The big two—DC and Marvel—have been hit pretty hard. Is there a way in which that’s to the benefit of smaller publishers?
No. What would you suggest the benefit might be? I’m kind of drawing a blank.
In terms of readership, I suppose. Those two publishers are sort of notorious for flooding the marketplace. Do you think people might possibly be turning more toward indie books if there are fewer mainstream titles?
I don’t know if that’s the case. I think there’s something in your example that bad economic times can sometimes work to curb bad economic excess. You’re not gonna flood the market if cost all of the sudden becomes a concern. You’re not going to sign people up onto cruddy limited series, just to keep the other guy from getting them. I think there’s that kind of thing, but some of the worse things have come from these bad economic times in comics.
A good thing that a lot of the indie comics companies have right now is that a lot of the guys who are running them are really hardcore. They’re very far along. I still think of Top Shelf as kind of a new company, and they’ve been around for a decade. Those guys have—if not a life-long commitment—a very serious commitement to do comics, and what they’ve enjoyed over the past couple of years, in terms of success, they’ve put back into their companies. The model used to be that when you got a big book deal or sold a movie, you would buy a car or a home, whereas now you hear about Drawn & Quarterly opening up a store.

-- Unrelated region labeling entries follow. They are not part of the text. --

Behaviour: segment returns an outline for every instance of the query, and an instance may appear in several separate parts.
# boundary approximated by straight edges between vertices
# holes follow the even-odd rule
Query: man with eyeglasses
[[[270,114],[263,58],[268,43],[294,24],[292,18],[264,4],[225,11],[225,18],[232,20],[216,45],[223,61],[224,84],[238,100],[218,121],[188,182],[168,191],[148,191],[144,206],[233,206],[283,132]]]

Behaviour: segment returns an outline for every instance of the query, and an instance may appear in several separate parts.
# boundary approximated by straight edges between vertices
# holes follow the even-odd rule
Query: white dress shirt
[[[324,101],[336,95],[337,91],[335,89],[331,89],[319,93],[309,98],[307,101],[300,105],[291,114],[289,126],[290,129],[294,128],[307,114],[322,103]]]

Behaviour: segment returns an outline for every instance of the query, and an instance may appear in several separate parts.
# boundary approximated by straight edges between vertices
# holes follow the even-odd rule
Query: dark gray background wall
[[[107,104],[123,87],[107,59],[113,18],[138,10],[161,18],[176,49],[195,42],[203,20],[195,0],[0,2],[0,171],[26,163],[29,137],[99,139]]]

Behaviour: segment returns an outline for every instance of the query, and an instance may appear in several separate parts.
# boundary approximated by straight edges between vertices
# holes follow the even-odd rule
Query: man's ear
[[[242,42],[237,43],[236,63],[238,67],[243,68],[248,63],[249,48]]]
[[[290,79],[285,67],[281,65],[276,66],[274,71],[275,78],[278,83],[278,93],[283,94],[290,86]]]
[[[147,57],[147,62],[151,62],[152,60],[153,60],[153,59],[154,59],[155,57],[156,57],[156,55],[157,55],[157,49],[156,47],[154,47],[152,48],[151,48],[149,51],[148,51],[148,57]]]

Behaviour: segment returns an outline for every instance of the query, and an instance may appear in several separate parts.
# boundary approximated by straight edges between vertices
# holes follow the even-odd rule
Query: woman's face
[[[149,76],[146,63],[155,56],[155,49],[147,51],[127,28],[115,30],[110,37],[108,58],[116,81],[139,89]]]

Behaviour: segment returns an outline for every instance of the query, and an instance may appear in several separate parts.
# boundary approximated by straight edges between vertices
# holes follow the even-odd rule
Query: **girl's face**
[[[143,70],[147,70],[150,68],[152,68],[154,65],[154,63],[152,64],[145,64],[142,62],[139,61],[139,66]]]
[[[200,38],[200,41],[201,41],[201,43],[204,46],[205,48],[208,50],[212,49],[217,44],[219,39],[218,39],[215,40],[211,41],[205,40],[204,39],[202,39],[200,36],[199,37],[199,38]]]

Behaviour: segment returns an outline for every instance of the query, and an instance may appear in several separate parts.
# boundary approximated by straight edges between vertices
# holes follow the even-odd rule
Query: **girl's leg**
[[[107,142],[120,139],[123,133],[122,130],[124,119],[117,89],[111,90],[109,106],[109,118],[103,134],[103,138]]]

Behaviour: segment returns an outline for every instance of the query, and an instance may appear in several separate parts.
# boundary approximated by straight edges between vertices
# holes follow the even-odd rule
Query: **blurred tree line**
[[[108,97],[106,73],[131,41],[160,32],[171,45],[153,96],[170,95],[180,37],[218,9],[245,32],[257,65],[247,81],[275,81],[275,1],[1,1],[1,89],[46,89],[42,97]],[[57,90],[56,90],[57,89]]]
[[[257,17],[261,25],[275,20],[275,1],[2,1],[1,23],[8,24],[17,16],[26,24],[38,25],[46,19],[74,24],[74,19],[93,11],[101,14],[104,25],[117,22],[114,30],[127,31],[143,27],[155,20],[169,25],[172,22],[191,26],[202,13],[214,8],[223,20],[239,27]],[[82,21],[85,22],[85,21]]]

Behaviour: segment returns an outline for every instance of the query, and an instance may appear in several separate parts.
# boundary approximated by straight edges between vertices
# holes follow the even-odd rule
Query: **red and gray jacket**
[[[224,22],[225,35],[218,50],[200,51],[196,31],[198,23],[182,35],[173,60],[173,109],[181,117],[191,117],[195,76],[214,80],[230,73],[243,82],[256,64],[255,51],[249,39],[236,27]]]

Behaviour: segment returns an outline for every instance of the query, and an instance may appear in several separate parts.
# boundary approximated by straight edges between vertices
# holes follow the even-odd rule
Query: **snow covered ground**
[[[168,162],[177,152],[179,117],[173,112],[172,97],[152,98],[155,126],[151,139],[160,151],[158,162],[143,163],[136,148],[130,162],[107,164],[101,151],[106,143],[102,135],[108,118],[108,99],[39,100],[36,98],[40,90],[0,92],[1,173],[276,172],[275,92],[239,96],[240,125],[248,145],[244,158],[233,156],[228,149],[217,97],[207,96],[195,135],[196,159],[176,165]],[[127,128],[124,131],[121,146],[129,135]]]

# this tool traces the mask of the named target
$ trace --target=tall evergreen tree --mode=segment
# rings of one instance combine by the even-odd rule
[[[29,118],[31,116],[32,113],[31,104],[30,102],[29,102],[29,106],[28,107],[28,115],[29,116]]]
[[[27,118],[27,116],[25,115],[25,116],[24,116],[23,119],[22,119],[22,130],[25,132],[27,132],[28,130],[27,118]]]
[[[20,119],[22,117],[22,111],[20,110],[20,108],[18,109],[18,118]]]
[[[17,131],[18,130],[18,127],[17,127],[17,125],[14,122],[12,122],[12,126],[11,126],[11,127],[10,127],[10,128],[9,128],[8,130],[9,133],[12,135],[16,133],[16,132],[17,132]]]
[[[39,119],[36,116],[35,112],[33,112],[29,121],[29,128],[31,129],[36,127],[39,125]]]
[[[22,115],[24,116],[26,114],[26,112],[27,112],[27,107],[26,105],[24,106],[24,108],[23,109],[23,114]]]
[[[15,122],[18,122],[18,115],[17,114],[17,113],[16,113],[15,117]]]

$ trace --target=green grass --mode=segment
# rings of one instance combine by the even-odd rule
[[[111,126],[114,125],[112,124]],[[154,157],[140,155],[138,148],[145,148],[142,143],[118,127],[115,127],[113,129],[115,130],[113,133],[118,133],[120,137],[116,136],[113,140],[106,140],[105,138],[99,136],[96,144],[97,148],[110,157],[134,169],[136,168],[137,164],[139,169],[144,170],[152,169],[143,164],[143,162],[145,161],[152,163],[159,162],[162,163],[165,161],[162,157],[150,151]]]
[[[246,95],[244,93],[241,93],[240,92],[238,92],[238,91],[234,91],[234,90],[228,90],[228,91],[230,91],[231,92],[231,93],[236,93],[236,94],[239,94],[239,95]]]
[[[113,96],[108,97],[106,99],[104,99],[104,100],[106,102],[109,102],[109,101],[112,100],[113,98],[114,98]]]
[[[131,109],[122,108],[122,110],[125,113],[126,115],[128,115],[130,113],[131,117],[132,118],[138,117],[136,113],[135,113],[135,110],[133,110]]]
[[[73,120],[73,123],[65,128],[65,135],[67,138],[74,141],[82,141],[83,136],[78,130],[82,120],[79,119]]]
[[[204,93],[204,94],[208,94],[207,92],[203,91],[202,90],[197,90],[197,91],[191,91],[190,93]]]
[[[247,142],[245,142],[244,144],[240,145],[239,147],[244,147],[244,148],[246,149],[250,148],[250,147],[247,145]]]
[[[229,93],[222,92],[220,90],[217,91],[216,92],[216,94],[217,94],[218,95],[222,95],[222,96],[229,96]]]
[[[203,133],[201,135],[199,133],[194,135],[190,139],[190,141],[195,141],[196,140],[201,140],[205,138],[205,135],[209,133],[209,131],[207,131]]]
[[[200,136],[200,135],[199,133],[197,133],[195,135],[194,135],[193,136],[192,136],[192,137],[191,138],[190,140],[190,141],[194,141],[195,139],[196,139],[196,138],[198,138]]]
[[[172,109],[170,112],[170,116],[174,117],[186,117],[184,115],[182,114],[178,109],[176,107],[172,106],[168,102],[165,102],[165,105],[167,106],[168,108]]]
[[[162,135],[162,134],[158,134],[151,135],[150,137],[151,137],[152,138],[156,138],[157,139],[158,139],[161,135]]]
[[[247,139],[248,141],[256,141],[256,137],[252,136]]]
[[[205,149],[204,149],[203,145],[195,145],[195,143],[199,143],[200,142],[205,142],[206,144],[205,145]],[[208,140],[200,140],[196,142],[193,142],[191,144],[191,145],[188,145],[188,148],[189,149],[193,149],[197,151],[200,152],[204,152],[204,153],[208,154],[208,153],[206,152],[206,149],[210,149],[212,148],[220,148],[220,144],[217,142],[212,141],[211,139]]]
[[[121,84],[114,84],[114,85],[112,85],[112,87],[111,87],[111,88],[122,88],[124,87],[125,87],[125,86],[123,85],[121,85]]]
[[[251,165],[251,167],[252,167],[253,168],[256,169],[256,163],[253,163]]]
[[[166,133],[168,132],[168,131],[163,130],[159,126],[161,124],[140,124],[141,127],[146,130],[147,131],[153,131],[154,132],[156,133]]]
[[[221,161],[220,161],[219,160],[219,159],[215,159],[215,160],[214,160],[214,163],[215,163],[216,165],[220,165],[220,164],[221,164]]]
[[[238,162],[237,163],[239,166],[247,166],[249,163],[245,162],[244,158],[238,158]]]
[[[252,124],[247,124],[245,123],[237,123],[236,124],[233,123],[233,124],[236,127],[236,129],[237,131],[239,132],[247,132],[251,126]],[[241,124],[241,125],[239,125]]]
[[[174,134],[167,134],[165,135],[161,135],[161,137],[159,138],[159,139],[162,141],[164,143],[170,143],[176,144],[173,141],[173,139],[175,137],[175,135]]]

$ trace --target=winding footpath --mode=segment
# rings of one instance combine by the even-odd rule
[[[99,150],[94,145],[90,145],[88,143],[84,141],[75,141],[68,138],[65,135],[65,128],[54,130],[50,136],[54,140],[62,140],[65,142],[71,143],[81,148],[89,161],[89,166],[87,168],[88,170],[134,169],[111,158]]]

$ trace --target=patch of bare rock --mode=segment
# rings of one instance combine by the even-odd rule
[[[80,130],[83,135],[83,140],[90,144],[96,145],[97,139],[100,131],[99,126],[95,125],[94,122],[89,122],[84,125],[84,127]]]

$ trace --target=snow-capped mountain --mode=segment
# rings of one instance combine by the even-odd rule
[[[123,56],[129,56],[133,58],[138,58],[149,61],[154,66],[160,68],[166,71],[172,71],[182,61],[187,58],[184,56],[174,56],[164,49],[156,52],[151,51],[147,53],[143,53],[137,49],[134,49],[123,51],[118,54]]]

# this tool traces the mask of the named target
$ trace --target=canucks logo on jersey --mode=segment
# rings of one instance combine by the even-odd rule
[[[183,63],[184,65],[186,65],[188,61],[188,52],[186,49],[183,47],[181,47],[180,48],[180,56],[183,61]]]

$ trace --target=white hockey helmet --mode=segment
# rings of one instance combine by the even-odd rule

That’s a much nicer story, if you’re a fan of the artform. It’s the same thing with retailers. We have a lot of savvy veteran retailers that can weather the loss of reatailers who are hounded out of business because eBay reveals that they’re not pricing according to market. A lot of bad practice retailers get hacked away, in bad markets like this. But these veteran retailers and comic companies have a lot of savvy people running their businesses.
That’s been in interesting trend in the past year or so—D&Q, Fantagraphics, and Picturebox all opened stores. It seems almost counter-intuitive move in this time when everyone’s buying their books online. What’s the impetus behind that move?
I think a lot of it has to do with event programming. It gives them a place to run local events, it gives them a place to their signings and have people come through town and give a focus to that publicity. I know in Fantagraphics’ case, Seattle has always good comic stores, but not a whole lot of great comic stores, so they’ve always been wanting to have a place to do those kinds of events. And now they have one, and it’s a real benefit in terms of making them a bigger player in their neighborhood and town. There’s a certain kind of person you get who would want to go to the Drawn & Quarterly store or the Pciturebox store, who wouldn’t want to go to a really good comic shop, as well. I don’t think anyone’s getting rich doing this.